As VP of Finance & Legal for the Americas region, Anne Chone has many responsibilities. She manages finance processes and resources including planning, controlling, billing, accounting, taxes and cash collection. On the legal side, her job is ensure the business has strong contractual agreements, and is agile around business requirements and manages any potential litigation. To do all this, she needs – as she describes it – to manage a team of “super competent and engaged people.”
But her current position has been a progression within the business. After seven years in the company, Anne’s career path has evolved, from Human Resources to Finance. We sat down with her to learn more about her experience to date and how she has adapted to different roles.
Q. You went from Human Resources Manager to VP of Finance & Legal for the Americas. Was this route always your plan?
No! It was definitely not in my plan, I went with the flow! I was lucky to have great managers who trusted me and offered me those positions one after the other. I feel grateful to have been challenged in each one of them!
Q. With seven years of experience at the Cloud Communications division of NTT Ltd., you must been involved in so many projects. Is there one that you are most proud of?
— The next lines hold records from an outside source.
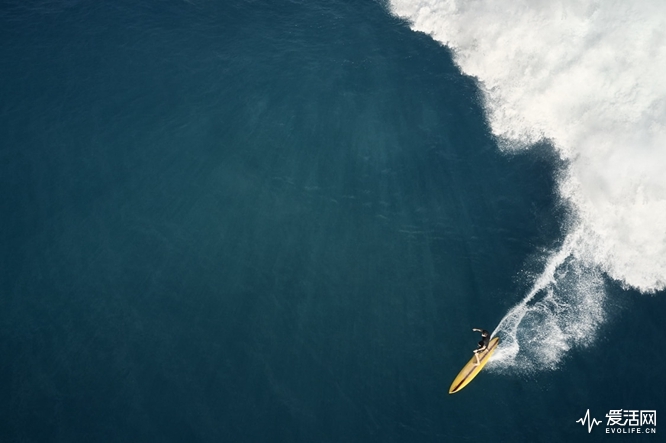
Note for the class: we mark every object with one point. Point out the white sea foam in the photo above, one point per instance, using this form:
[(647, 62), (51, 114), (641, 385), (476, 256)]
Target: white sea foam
[(589, 77)]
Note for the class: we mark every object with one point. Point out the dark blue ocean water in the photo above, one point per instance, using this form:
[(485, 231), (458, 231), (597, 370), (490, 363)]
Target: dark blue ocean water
[(272, 221)]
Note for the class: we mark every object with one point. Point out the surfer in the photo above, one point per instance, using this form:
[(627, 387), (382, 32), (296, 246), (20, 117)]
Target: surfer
[(483, 344)]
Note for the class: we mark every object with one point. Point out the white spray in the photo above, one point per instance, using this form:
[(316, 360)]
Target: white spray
[(589, 77)]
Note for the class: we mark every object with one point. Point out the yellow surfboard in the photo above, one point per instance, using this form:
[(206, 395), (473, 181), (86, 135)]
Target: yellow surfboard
[(471, 369)]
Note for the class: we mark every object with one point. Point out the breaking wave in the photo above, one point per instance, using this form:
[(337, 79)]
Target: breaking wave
[(586, 76)]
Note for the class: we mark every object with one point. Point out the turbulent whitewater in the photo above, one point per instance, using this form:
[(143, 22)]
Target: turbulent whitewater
[(588, 78)]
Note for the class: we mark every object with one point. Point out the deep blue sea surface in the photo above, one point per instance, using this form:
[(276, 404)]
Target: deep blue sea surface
[(273, 221)]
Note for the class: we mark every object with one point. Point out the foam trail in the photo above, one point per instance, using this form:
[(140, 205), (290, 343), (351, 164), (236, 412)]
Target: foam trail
[(588, 77), (562, 310)]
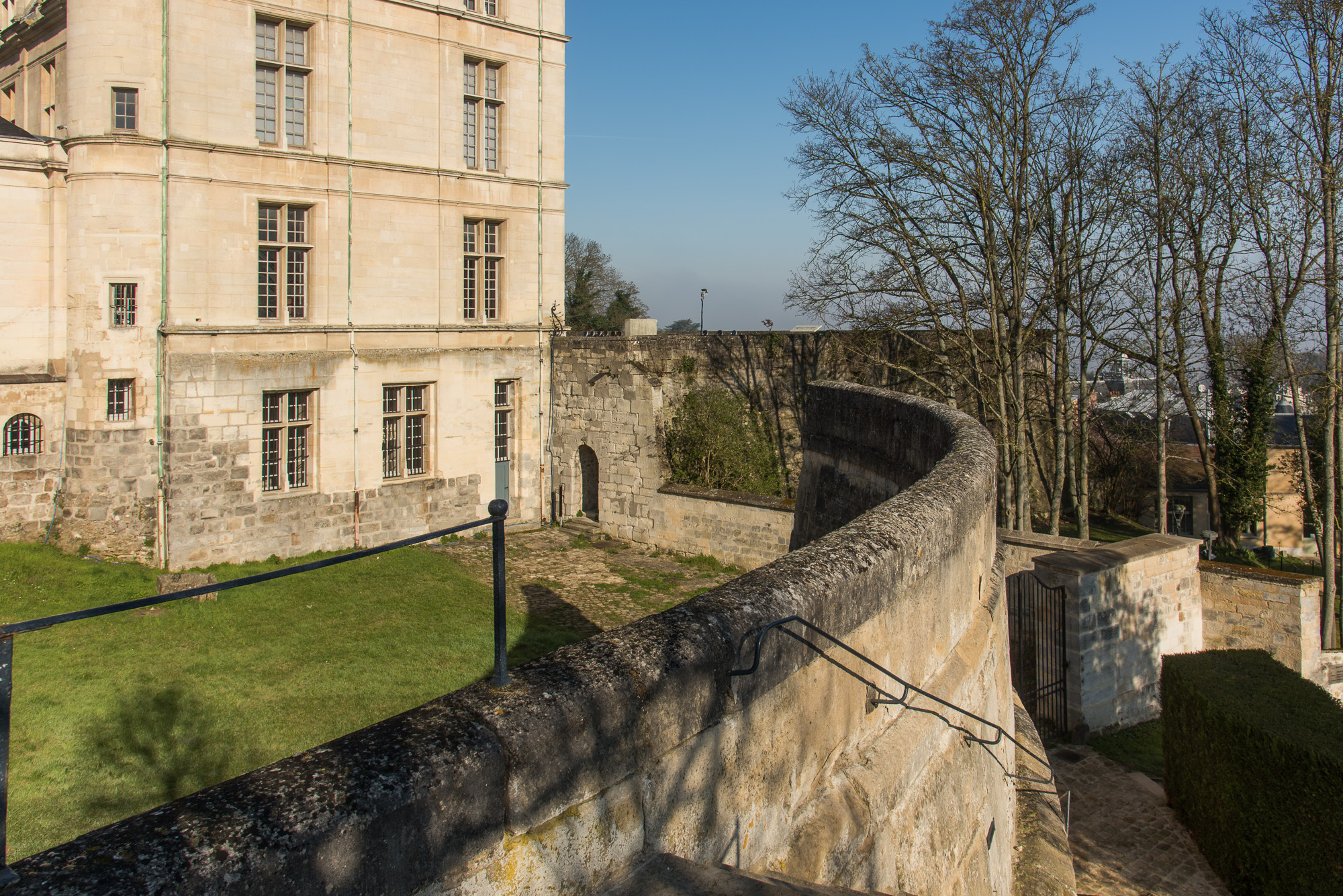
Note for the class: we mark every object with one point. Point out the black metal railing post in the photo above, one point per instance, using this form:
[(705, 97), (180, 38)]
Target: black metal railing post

This is a tough one! I’ve participated in so many of them at the Cloud Communications division of NTT Ltd. I think all the projects where several teams work together and meet a client need are the ones that give me more satisfaction.
Q. In your video you say that the challenges that arise come from the requirements of changing role. Did you have to learn new skills becoming the VP of Finance & Legal for the Americas?
I came from a finance background, so I did not have to learn the basics about finance management. On the other hand, American taxes were a challenge. Same with legal clauses in a client contract and how to negotiate them. All this was quite new. I have made progress on these for sure, but I am still far from totally at ease with it all! I am lucky to have great experts in my team who make it easier.
Q. It’s been 25 years since you moved from France to Brazil. You must love living there! What is the thing about living in São Paulo?
Without a doubt, the best thing about living in Brazil is Brazilian people. Without falling into stereotypes, they often make life lighter, do not complain easily, hardly ever engage in conflicts. The warm weather and paradise beaches just three hours’ drive away don’t hurt either! São Paulo itself is high traffic, high pollution, and high human density, so it’s not my favorite place to be in Brazil but we learn to make it work. It is a city that never sleeps and where you can find anything you want both from a cultural and gastronomic standpoint.
Q. According to your LinkedIn, you speak four languages quite fluently. Were you always interested in foreign languages?
Unfortunately, my Spanish is not fluent so let’s say I speak three languages fluently. French is my mother tongue and I was lucky enough to learn English and Portuguese when I was very young. I lived in foreign countries with my parents, who are retired scientists. Then it is just about practicing. Living in Brazil and working in English all day every day certainly helps!
Q. What advice would you give to those looking to develop a career as full as yours?
- Be yourself, don’t force any style or values that are not your own; it is not sustainable.
- Be open to opportunities; listen.
- Sit at the table, put yourself at risk. This is when you will be noted.
- Put yourself in the other person’s shoes and adapt your communication style.
- Be positive.
- Keep a work-life balance: noone wins when you are too stressed, tired or frustrated.